Все отдавал своим законам и своим воинам. А его законы и его воины жили только тем, что ждали войны, ждали смертей. Пыль на лицах его воинов, на их оружии, в их глазах, в их душах. Серая пыль смерти, которой он хотел засыпать весь мир.
И его Хуррем, единственное живое существо в этом царстве небытия, неужели и она должна отдать свою жизнь?
Пытался представить ее. Знает ли она о его колебании между ее жизнью и смертью? Из золотых сумерек выплывало ее лицо, но было замкнутым, не обращалось к нему ни единой черточкой, не откликалось, не подавало признаков жизни. Как крепость, которую ты хочешь взять приступом, лицо замкнуло все ворота, убрало мосты, выставило непоколебимых защитников твердость, незыблемость, и не заглянешь за валы, палисады и стены.
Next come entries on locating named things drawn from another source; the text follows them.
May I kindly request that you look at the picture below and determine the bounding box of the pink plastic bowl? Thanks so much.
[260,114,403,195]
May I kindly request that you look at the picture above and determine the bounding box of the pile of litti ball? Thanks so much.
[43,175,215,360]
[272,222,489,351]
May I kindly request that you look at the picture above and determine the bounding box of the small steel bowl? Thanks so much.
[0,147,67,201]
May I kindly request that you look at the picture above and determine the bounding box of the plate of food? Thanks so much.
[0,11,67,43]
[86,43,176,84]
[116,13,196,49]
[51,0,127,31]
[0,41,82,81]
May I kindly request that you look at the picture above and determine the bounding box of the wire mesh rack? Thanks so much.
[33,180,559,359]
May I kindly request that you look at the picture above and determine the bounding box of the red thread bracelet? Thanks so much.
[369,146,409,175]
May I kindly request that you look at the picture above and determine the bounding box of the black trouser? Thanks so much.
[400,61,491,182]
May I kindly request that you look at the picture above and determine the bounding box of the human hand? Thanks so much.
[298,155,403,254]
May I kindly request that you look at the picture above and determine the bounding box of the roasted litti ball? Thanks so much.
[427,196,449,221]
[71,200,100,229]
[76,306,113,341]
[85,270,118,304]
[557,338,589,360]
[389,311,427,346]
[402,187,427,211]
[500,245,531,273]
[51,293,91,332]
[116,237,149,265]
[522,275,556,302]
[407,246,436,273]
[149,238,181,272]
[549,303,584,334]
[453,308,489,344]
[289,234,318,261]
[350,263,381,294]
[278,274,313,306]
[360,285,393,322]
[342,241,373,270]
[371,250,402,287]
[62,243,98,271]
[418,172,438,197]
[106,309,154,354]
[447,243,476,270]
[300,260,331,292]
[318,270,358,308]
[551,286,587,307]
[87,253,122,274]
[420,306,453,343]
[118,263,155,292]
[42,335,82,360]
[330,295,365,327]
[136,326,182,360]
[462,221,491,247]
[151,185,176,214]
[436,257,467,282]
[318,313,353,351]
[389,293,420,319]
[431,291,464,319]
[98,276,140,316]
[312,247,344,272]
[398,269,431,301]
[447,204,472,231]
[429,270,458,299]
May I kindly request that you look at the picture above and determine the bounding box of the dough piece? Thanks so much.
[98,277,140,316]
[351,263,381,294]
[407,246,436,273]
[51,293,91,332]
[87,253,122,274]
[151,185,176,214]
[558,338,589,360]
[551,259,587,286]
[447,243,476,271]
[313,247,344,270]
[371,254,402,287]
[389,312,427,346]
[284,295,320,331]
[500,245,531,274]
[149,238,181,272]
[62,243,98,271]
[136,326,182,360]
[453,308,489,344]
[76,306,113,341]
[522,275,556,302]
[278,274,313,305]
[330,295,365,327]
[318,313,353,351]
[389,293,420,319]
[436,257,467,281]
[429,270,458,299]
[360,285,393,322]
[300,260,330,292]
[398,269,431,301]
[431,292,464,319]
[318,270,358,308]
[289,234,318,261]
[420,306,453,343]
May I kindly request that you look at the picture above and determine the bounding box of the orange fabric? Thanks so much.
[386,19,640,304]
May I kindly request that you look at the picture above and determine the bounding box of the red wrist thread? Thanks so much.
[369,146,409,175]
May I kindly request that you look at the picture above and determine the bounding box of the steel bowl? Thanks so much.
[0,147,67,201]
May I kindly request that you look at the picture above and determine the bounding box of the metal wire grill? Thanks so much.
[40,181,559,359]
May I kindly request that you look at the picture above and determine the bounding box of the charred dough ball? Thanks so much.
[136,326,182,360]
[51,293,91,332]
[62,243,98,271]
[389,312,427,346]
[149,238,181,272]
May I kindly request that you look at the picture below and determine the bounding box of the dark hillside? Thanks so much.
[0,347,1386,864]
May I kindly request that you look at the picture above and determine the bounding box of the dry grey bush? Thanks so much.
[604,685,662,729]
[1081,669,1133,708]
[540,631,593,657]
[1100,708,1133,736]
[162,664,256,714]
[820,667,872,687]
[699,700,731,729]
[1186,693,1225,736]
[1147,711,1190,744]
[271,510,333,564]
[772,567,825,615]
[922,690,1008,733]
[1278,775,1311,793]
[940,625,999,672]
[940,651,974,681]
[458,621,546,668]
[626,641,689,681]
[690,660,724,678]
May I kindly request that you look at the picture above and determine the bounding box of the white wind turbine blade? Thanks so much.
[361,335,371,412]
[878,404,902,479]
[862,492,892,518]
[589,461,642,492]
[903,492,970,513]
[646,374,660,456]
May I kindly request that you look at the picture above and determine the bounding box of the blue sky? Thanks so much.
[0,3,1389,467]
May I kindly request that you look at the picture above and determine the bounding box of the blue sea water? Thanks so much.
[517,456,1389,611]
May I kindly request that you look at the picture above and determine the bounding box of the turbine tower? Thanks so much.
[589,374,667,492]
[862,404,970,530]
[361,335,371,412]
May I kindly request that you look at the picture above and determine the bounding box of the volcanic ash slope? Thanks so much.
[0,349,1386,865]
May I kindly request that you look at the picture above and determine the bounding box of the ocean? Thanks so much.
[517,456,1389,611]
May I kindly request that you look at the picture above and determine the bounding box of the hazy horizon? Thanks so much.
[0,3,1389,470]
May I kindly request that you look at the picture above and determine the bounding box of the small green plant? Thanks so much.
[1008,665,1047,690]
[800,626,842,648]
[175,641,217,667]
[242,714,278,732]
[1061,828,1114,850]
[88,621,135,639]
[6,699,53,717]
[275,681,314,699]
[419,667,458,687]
В этот миг Сулейман почему-то вспомнил каймакчи из Гянджи. Почему тогда, на рассвете, не отдал он Сулейману свой каймак, несмотря на то что султан даровал ему жизнь?
Повез каймак от победителя и повелителя, а куда, кому? Неблагодарность. Все неблагодарны, может, потому так мало милосердия на свете.
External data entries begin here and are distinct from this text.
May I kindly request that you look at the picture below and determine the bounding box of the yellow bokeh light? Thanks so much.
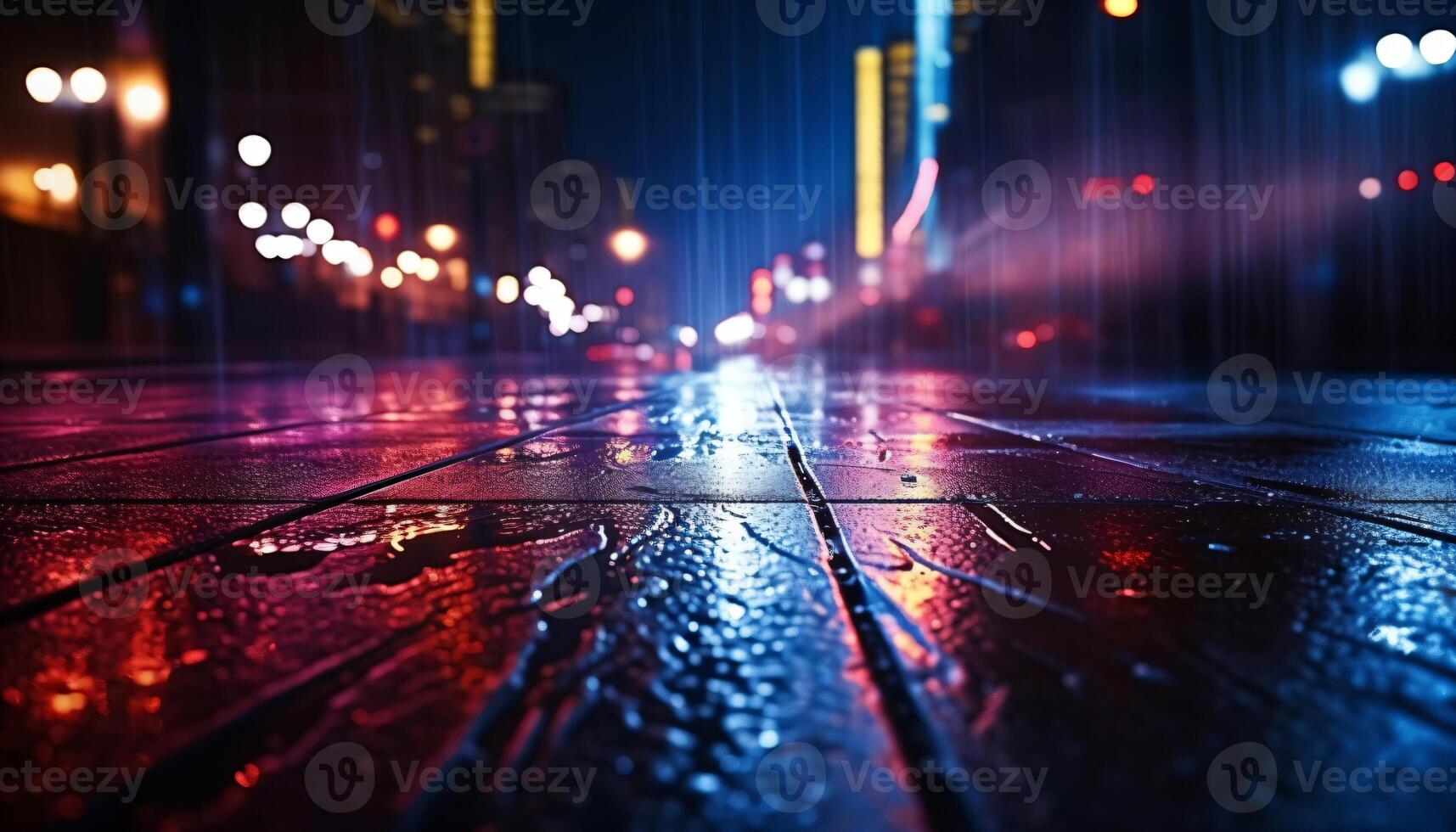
[1102,0,1137,18]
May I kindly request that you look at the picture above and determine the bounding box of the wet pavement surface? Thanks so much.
[0,364,1456,832]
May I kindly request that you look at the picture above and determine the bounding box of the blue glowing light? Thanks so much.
[1340,61,1380,104]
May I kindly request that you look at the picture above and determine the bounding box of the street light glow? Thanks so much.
[1421,29,1456,67]
[238,203,268,230]
[607,228,646,264]
[1374,32,1415,70]
[495,274,521,303]
[713,312,753,346]
[25,67,63,104]
[320,240,358,265]
[304,218,334,246]
[425,223,460,252]
[238,134,273,167]
[279,203,309,230]
[1102,0,1137,18]
[71,67,106,104]
[1340,59,1380,104]
[344,246,374,277]
[51,162,80,203]
[855,47,885,259]
[121,83,166,124]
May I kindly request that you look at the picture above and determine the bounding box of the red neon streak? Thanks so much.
[890,159,941,245]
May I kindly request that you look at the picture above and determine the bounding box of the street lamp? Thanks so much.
[425,223,460,254]
[71,67,106,104]
[121,83,167,124]
[238,134,273,167]
[25,67,61,104]
[607,228,646,264]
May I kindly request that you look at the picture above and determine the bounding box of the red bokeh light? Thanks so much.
[374,214,399,242]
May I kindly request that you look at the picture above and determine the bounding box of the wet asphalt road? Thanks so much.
[0,364,1456,830]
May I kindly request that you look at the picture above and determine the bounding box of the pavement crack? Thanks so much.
[0,389,672,628]
[772,385,977,830]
Ох, как хотелось ему покорить Хуррем! Чтобы пришла сюда, упала к ногам, плакала и умоляла, умоляла и плакала, а он проявил бы свое великодушие, отомстил бы за измену великодушием, оставаясь твердо-неприступным, хотя и без привычного самодовольства, которое всегда испытывал от своего высокого положения. До конца доволен был лишь тогда, когда покорность выражали ему с величайшей старательностью, без какой бы то ни было изобретательности и, если так можно сказать, изысканности, а грубо, крикливо, почти дерзко. Жил среди дерзкой покорности и теперь удивлялся, почему эта женщина уперлась и замкнулась перед ним, как неприступная крепость. Почему? Как смеет? Разве не понимает, перед каким страшным выбором стоит он, ее повелитель и ее раб?
И не знал, что крепость открыла ворота и выпустила всадников на белых конях и золотые трубы, сверкнув в лучах солнца, заиграли радостный марш прощения и проклятия, проклятия и прощения.
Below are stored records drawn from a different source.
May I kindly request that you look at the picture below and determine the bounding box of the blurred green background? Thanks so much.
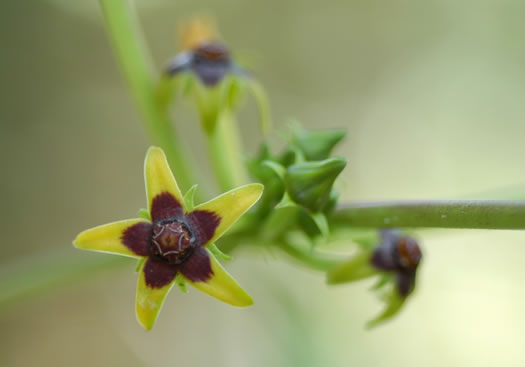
[0,0,525,367]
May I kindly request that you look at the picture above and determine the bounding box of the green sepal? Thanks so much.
[135,257,146,273]
[284,158,346,212]
[366,287,406,329]
[262,160,286,181]
[323,190,339,214]
[275,192,299,209]
[352,231,381,251]
[308,212,330,239]
[276,145,306,167]
[326,251,380,284]
[137,208,151,220]
[184,184,199,212]
[292,122,346,161]
[206,243,232,261]
[175,273,188,293]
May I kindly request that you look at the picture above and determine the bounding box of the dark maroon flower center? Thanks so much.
[150,220,195,264]
[397,236,421,270]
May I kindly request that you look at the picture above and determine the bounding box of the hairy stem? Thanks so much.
[332,200,525,229]
[207,108,248,191]
[100,0,195,194]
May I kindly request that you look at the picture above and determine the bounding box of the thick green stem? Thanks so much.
[100,0,195,194]
[207,108,248,191]
[332,200,525,229]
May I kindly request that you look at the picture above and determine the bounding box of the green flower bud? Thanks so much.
[292,125,346,161]
[284,158,346,212]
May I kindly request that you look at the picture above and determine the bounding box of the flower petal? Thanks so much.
[188,184,264,246]
[73,219,152,258]
[180,247,253,307]
[135,257,177,330]
[144,147,184,222]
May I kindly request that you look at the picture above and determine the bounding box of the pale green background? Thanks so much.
[0,0,525,367]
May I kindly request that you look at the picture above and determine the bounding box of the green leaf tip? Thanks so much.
[284,158,346,212]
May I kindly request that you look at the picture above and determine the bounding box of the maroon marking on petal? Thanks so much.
[396,271,416,297]
[370,242,397,270]
[120,222,152,256]
[144,257,177,288]
[186,210,221,246]
[179,247,213,282]
[151,191,183,222]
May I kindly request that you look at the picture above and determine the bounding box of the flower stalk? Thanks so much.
[100,0,196,194]
[206,108,248,191]
[332,200,525,229]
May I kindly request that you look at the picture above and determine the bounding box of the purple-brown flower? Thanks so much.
[371,229,421,297]
[73,147,263,330]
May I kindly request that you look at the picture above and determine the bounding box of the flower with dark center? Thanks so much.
[371,229,421,297]
[73,147,263,330]
[165,41,246,87]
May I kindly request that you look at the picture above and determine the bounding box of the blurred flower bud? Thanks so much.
[158,18,270,135]
[284,158,346,212]
[327,229,422,327]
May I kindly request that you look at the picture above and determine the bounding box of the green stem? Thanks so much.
[332,200,525,229]
[276,243,347,272]
[207,108,248,191]
[100,0,195,194]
Огромный кизляр-ага, втиснувшись боком в просторный султанский покой, поставил на восьмигранный столик перед падишахом золотое блюдо со свитком лиловой бумаги, опечатанной печатями Роксоланы, и исчез, как дух. Ночь смешалась с днем, а день с ночью. Сколько дней минуло с тех пор, как он заперся в своем одиночестве?